Comment 10 H.J. Lu 2010-01-17 22:11:33 UTC

(In reply to comment #7)
> Btw, if you know more about data types than nothing then do not use the
> __m128* types for data but build your vector types yourself with an
> appropriate base type like
> 
> typedef T m128T __attribute__((__vector_size__(16)));

It isn't a bad idea.

> It seems that the Intel intrinsics API at no point follows type-based
> aliasing rules (they even have vectors of characters, so restricting
> types based on possible data types is not going to work out).
> 

That is true.

Comment 11 Paolo Carlini 2010-01-18 10:46:31 UTC

If I understand correctly (thanks Richard for the quick and detailed analysis) there is nothing C++0x specific in this target/optimization issue. Thus, I'm removing the marker from the Summary and cleaning it. If I'm wrong please tweak it back, adjust it, thanks.

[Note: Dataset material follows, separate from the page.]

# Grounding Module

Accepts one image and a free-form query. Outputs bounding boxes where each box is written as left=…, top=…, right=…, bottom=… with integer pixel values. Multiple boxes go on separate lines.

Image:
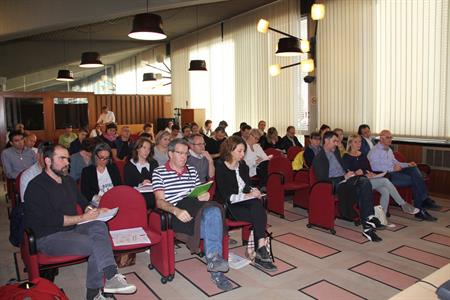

Comment 12 Andrew Pinski 2010-03-13 03:19:56 UTC

I think it is by design that __m128i is marked as may_alias.    In fact it is, see PR 31245.  There is no other way to get around this really.

Comment 13 Andrew Pinski 2010-03-13 03:21:56 UTC

Invalid as mentioned as __m128i has to alias int, short, and char as shown by PR 31245.